Financial arrangements proposed for new entity – An important issue, as per ACCC, is whether the financial arrangements that Aurizon has proposed for the new entity, would affect the proposed demerged business’s ability to become an effective competitor. This also includes its proposed debt levels. It should be noted that Aurizon proposed to fund East Coast Rail with AU$500 million in underwritten bank debt. ACCC raised the concern that the financial arrangement proposed for the new entity is likely to affect its competitive ability.
In line with these issues, ACCC has asked for submissions from interest parties by 23 June 2022. By 14 July 2022, ACCC is expected to share its final decision on the proposed acquisition.
Meanwhile, as per the Aurizon’s statement made in October 2021, the company proposed to acquire One Rail for AU$2.35 billion. As a part of the proposed acquisition, the company had proposed a divestment undertaking that seeks to address the ACCC’s preliminary concerns. This undertaking intends to divest One Rail’s east coast business. This includes coal haulage operations in NSW and Queensland. This undertaking would let Aurizon to sell the business either by a trade sale or demerging it as a new separate ASX-listed entity.
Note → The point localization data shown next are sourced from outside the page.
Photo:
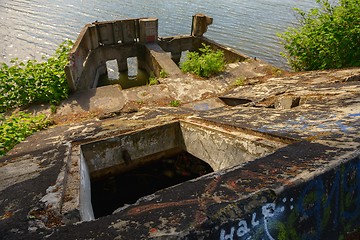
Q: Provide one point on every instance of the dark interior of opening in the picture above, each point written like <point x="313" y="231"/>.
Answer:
<point x="112" y="192"/>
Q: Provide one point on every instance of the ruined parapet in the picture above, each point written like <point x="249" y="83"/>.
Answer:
<point x="101" y="42"/>
<point x="84" y="70"/>
<point x="200" y="24"/>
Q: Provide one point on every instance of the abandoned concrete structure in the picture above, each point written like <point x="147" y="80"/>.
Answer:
<point x="275" y="157"/>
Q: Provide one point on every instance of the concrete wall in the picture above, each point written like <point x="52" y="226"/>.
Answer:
<point x="326" y="207"/>
<point x="100" y="42"/>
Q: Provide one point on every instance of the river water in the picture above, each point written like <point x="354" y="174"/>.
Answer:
<point x="32" y="28"/>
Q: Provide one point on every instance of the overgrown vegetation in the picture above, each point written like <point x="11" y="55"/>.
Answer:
<point x="174" y="103"/>
<point x="327" y="37"/>
<point x="23" y="83"/>
<point x="15" y="128"/>
<point x="204" y="63"/>
<point x="152" y="79"/>
<point x="163" y="74"/>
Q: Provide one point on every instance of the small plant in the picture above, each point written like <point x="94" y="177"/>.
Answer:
<point x="15" y="128"/>
<point x="163" y="74"/>
<point x="326" y="37"/>
<point x="204" y="63"/>
<point x="53" y="108"/>
<point x="239" y="82"/>
<point x="23" y="83"/>
<point x="175" y="103"/>
<point x="152" y="79"/>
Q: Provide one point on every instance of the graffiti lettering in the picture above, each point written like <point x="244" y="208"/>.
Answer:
<point x="325" y="207"/>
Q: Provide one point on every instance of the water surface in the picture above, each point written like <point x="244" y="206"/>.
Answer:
<point x="31" y="28"/>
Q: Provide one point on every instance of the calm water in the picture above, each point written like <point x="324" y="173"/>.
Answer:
<point x="31" y="28"/>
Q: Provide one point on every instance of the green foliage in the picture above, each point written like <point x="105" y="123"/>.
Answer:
<point x="152" y="79"/>
<point x="28" y="82"/>
<point x="163" y="74"/>
<point x="175" y="103"/>
<point x="204" y="63"/>
<point x="327" y="37"/>
<point x="17" y="127"/>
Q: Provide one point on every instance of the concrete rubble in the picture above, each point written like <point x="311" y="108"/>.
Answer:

About Aurizon and One Rail
Aurizon is an ASX-listed transportation company that offers rail network and rail haulage services. The company claims that it is the largest rail freight operator in Australia for bulk trail and coal haulage services.
One Rail offers rail network and haulage services. Currently, the services are being provided on the Adelaide to Darwin corridor along with NSW, Queensland and in South Australia.
Meanwhile, at 11:39 AM AEST, the shares of Aurizon were spotted trading 1.071% down at AU$4.155 apiece.